The Gurkha fired, as the two machines rushed at terrific speed towards each other. There was no reply, but a few seconds afterwards an explosion in the valley below showed that the enemy had dropped a bomb. It would have been almost a miracle if it had hit the aeroplane in the fraction of a second of the passing. But a second explosion a little later was very perturbing. Unless he could check the enemy, they might sail over the mine again and again, and on the wider target which that presented take surer aim. Luckily they would have to fly several miles down the river before they could again turn, and the few minutes' grace might give him time to ascend still higher, and attain an altitude at which he would have the advantage.
As the machines passed, Lawrence had had time to confirm his impression that the other aeroplane was much larger than his own. He saw too that it was occupied by three men. But these elements of superiority would be to some extent neutralized by the greater handiness of his own machine in navigating the narrow gorges of the valley. The situation demanded a readiness to take risks. The gorge to which Lawrence had now come after passing the enemy was so constricted that in ordinary circumstances he would never have dreamed of attempting a turning movement. But he felt the supreme necessity of wheeling at once, in order to return to the "bay" which he had lately left. There he might do something to protect the mine, if only by diverting the enemy's attack upon himself. He might also have an opportunity of rising to a sufficient height for offensive purposes.

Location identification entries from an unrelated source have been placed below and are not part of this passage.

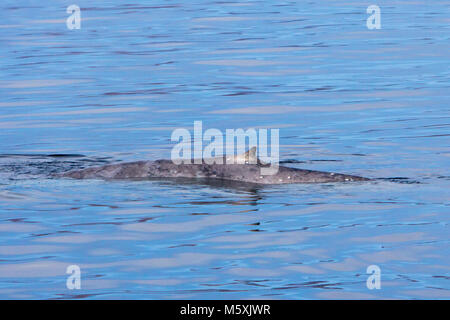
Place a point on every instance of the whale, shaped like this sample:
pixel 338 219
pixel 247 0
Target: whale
pixel 245 167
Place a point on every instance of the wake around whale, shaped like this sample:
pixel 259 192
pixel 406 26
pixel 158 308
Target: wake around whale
pixel 244 168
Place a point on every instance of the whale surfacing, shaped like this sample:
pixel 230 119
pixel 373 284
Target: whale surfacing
pixel 245 172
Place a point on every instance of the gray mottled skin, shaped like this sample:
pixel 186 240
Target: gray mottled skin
pixel 250 173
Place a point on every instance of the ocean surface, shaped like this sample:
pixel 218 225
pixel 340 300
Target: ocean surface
pixel 345 98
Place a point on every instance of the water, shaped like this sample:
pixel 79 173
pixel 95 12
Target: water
pixel 346 99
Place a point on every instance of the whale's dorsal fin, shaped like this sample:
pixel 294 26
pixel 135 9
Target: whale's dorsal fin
pixel 250 156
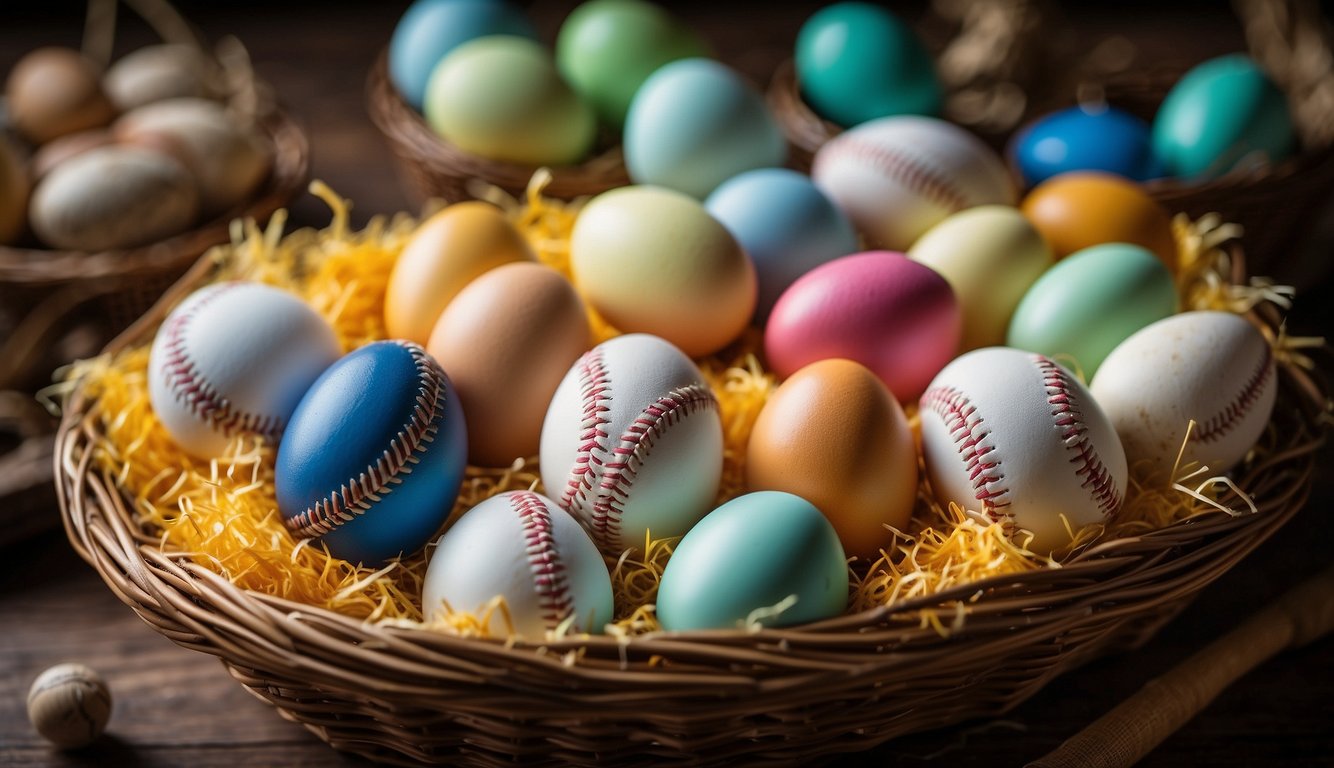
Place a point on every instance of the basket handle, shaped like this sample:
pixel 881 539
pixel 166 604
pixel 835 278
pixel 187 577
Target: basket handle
pixel 1138 724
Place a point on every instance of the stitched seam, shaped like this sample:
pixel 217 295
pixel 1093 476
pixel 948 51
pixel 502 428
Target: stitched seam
pixel 595 396
pixel 188 384
pixel 359 494
pixel 1074 434
pixel 1230 416
pixel 624 463
pixel 911 171
pixel 548 570
pixel 967 428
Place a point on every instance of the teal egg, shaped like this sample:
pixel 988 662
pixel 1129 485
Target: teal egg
pixel 607 48
pixel 1223 114
pixel 754 552
pixel 857 62
pixel 1090 302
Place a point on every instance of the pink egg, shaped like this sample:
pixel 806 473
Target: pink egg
pixel 879 308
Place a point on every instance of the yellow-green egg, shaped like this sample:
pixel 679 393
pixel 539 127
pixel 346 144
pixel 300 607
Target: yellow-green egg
pixel 502 98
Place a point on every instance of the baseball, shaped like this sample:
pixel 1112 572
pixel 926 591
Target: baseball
pixel 1213 367
pixel 526 548
pixel 899 176
pixel 235 359
pixel 70 706
pixel 374 455
pixel 1015 439
pixel 632 443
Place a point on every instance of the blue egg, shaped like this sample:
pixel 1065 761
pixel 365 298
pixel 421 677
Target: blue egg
pixel 374 455
pixel 785 223
pixel 1085 139
pixel 697 123
pixel 755 552
pixel 431 28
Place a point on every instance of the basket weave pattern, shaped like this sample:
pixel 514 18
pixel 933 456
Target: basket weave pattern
pixel 773 696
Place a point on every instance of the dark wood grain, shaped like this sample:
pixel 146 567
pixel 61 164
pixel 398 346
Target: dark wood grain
pixel 175 707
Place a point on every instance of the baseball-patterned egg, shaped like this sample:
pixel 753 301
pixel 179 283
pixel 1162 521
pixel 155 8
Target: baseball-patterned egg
pixel 431 28
pixel 374 455
pixel 1214 368
pixel 607 48
pixel 652 260
pixel 1085 138
pixel 767 558
pixel 857 62
pixel 1090 302
pixel 1015 439
pixel 785 224
pixel 1222 115
pixel 632 443
pixel 990 255
pixel 235 359
pixel 879 308
pixel 1077 210
pixel 523 547
pixel 507 340
pixel 899 176
pixel 835 436
pixel 447 251
pixel 694 124
pixel 502 98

Choosing the widest part of the gorge, he banked his machine up, and clearing the cliff apparently by inches he swept round again to the north. When in half a minute he reached the turning place, the aeroplane was not in sight. But he heard sounds of a fierce struggle beyond. The bombardment had ceased, but the air was filled with the crack of rifles, the rattle of the machine gun, and the shouts of men. He could do nothing to help his brother. There was not even time to fly on and drop a bomb among the enemy: he must utilise every moment in preparing for the return of the aeroplane. He steered his machine in a series of short spirals, rising as rapidly as possible, watching the valley northward anxiously. As yet its windings concealed the enemy's aeroplane from view. It was an inexpressible relief to him that they had not attempted to turn at the spot where he now was. They had not thought it practicable, or not had the time; probably they had shot by before even the possibility had occurred to them.
He swept round and round in his corkscrew flight, rising gradually until he was more than two thousand feet above the river. His view was now greatly extended, and when the larger aeroplane came in sight from round a bend nearly a mile away, he saw with a flash of hope that it was now lower than his own machine, although somewhat higher than before. Evidently the airmen had foreseen that he might rise in order to avoid their bombs, and sought to forestall him; but his narrow spiral had carried him up to a greater height than their two long inclined planes.